En la aproximación diagnóstica que incluya la sospecha de enfermedad mitocondrial, se debe tener en cuenta que la disfunción de la organela puede originarse en genes mitocondriales nucleares o en variantes del mt-ADN. Las variantes patogénicas del metabolismo energético se han atribuido a alrededor de 1 500 genes asociados (40). De otra parte el propio mt-ADN tiene múltiples copias por cada mitocondria, de tal modo que las variantes pueden existir en todas las moléculas del mt-ADN (homoplasmia) o en una proporción de la misma (heteroplasmia)(41). Debido a que la replicación del mt-ADN es independiente del ciclo celular y el mt-ADN se puede segregar durante la replicación, los niveles de heteroplasmia son dinámicos y pueden cambiar a lo largo de la vida tanto en células como tejidos mitóticos como posmitóticos (42). Además de la naturaleza de la variante del mt-ADN, el porcentaje de la heteroplasmia es el principal factor que determina la gravedad clínica de la enfermedad (42). Así, el nivel de heteroplasmia del mt-ADN puede variar entre tejidos y cambiar con el tiempo, aspectos que deben tenerse encuentra en la interpretación de resultados de mt-ADN.
Mutaciones dinámicas
Además de las variantes puntuales, SV y las CNVs, una gran proporción de enfermedades neurogenéticas, tiene origen en mutaciones dinámicas asociadas a la expansión de secuencias en tándem en genes particulares.
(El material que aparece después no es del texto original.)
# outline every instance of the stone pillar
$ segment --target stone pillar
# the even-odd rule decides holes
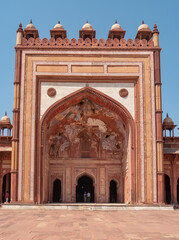
[[[106,169],[99,169],[99,202],[107,202],[106,196]]]
[[[159,31],[157,29],[157,25],[154,25],[154,30],[153,30],[153,41],[154,41],[154,47],[159,47]]]
[[[157,150],[157,199],[164,203],[164,170],[163,170],[163,132],[162,132],[162,101],[160,79],[160,49],[154,51],[155,76],[155,121],[156,121],[156,150]]]
[[[11,202],[17,201],[17,187],[18,187],[21,55],[22,55],[21,50],[16,49],[14,106],[13,106],[12,160],[11,160]]]
[[[66,168],[66,172],[65,172],[65,182],[66,182],[66,196],[65,196],[65,200],[66,202],[71,202],[72,199],[72,182],[71,182],[71,175],[72,175],[72,171],[70,167]]]

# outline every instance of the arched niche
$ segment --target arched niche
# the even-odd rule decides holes
[[[74,111],[69,111],[69,109],[74,110],[75,108],[83,109],[83,116],[80,118],[80,123],[78,124],[78,132],[75,137],[77,137],[77,142],[72,142],[69,136],[64,134],[64,119],[62,116],[64,114],[66,123],[68,119],[75,118],[77,115],[73,115]],[[94,108],[94,109],[93,109]],[[97,109],[97,110],[96,110]],[[93,110],[95,117],[89,120],[89,114],[93,115]],[[103,111],[104,110],[104,111]],[[81,110],[80,110],[81,111]],[[101,112],[100,112],[101,111]],[[101,114],[103,111],[104,114]],[[82,112],[81,112],[82,113]],[[113,119],[111,117],[113,116]],[[95,119],[95,120],[94,120]],[[59,120],[59,121],[57,121]],[[91,124],[91,122],[95,122]],[[103,123],[106,126],[110,126],[109,132],[102,132]],[[86,124],[88,123],[88,124]],[[101,123],[101,126],[100,126]],[[58,125],[59,124],[59,125]],[[60,124],[62,126],[60,126]],[[81,125],[80,125],[81,124]],[[69,124],[70,125],[70,124]],[[88,125],[87,127],[84,126]],[[55,128],[58,126],[58,135],[55,132]],[[73,122],[70,126],[73,126]],[[101,128],[101,129],[99,129]],[[50,132],[51,131],[51,132]],[[127,201],[135,202],[136,192],[135,192],[135,168],[136,168],[136,159],[135,159],[135,125],[134,120],[128,110],[119,102],[114,99],[104,95],[103,93],[90,88],[85,87],[81,90],[78,90],[67,97],[57,101],[53,104],[43,115],[41,119],[40,126],[40,139],[39,139],[39,155],[38,155],[38,173],[37,175],[41,176],[38,179],[38,189],[37,192],[41,192],[38,198],[38,202],[45,202],[45,189],[47,188],[47,179],[45,175],[48,175],[48,172],[44,173],[46,169],[46,159],[48,159],[49,153],[53,157],[61,158],[63,160],[69,158],[93,158],[93,159],[103,159],[107,156],[109,158],[110,151],[103,148],[101,150],[101,138],[99,139],[98,133],[100,136],[103,135],[102,140],[106,146],[110,144],[110,139],[114,139],[115,144],[113,144],[114,151],[112,158],[122,159],[123,168],[126,166],[126,154],[128,154],[128,161],[130,161],[130,176],[127,176],[127,181],[130,181],[129,184],[131,189],[126,189],[126,191],[131,191],[131,198]],[[53,135],[54,134],[54,135]],[[80,138],[84,137],[86,143],[79,145]],[[88,137],[93,140],[93,142],[88,141]],[[48,141],[47,141],[48,140]],[[71,143],[72,142],[72,143]],[[71,145],[74,144],[72,147]],[[76,145],[75,145],[76,144]],[[61,146],[66,146],[66,151],[61,151]],[[94,149],[97,149],[95,151]],[[122,149],[122,150],[120,150]],[[72,152],[75,150],[76,152]],[[79,151],[77,151],[79,150]],[[122,152],[122,151],[125,152]],[[64,155],[62,155],[64,154]],[[119,154],[122,156],[119,157]],[[123,157],[125,155],[125,157]],[[127,173],[129,174],[129,172]]]

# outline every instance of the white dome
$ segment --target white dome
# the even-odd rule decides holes
[[[35,26],[32,24],[32,20],[31,20],[30,23],[26,26],[26,28],[33,28],[33,29],[35,29]]]
[[[54,26],[54,28],[64,29],[63,26],[60,24],[60,21]]]
[[[138,31],[139,30],[145,30],[145,29],[148,29],[148,30],[150,30],[150,28],[149,28],[149,26],[147,25],[147,24],[145,24],[145,23],[143,23],[143,24],[141,24],[139,27],[138,27]]]
[[[121,25],[115,21],[115,24],[112,25],[111,30],[121,29]]]
[[[1,121],[3,121],[3,122],[11,122],[10,121],[10,118],[7,116],[7,113],[5,113],[5,115],[1,118]]]
[[[88,23],[88,21],[83,25],[83,30],[93,30],[91,24]]]

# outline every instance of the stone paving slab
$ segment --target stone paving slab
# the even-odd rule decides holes
[[[179,239],[176,211],[0,209],[0,240]]]

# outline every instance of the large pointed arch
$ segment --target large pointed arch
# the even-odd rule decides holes
[[[99,104],[112,112],[115,112],[119,118],[128,126],[129,137],[130,137],[130,159],[131,159],[131,202],[136,202],[136,145],[135,145],[135,124],[134,119],[129,113],[129,111],[119,102],[113,98],[103,94],[102,92],[91,88],[85,87],[72,94],[60,99],[51,105],[46,112],[43,114],[40,121],[39,128],[39,146],[38,146],[38,159],[37,159],[37,201],[42,202],[42,186],[43,186],[43,176],[42,176],[42,159],[43,159],[43,148],[44,148],[44,131],[47,128],[50,121],[56,116],[57,113],[63,112],[67,108],[78,104],[83,99],[88,98],[96,104]]]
El tándem ocurre, cuando se repite un patrón de uno o más nucleótidos y las repeticiones son directamente adyacentes entre sí (43). La mayoría de estas repeticiones tienen una unidad de repetición de seis o menos nucleótidos y se conocen en inglés como short tandem repeats (STRs) (44). El alelo normal, tiene un rango de repeticiones que no influyen en la fisiopatología de la enfermedad, sin embargo, esta regiones tiene una alta taza de mutación, y son propensas a incrementar el número de repeticiones (45).
En algunas enfermedades, el número de repeticiones no define con seguridad el fenotipo anormal y el rango en que se presenta la repetición se denomina de significancia incierta (43). Se denomina alelo intermedio a un rango de repeticiones en el cual el límite superior del rango esta justo por debajo de un alelo de premutación o del alelo de mutación completa. El alelo de premutación es un alelo inestable que es propenso a expandirse al alelo de mutación completa. Se ha descrito que un número particular de repeticiones del tándem podría ser considerada como patogénica, pero el individuo o individuos de una generación no desarrollan síntomas (46). El alelo de mutación completa es el alelo que constantemente genera la enfermedad (45). El alelo de penetrancia completa implica que a partir de un numero definido de repeticiones no hay penetrancia incompleta y el 100% de quienes tienen el alelo anormal en una generación tienen el fenotipo. Se usan indistintamente los términos, alelo de mutación completa y alelo de penetrancia completa, de tal modo que las repeticiones que cumplan con cada estas definiciones no están definidas con claridad para todas las enfermedades originadas por este mecanismo (45, 46).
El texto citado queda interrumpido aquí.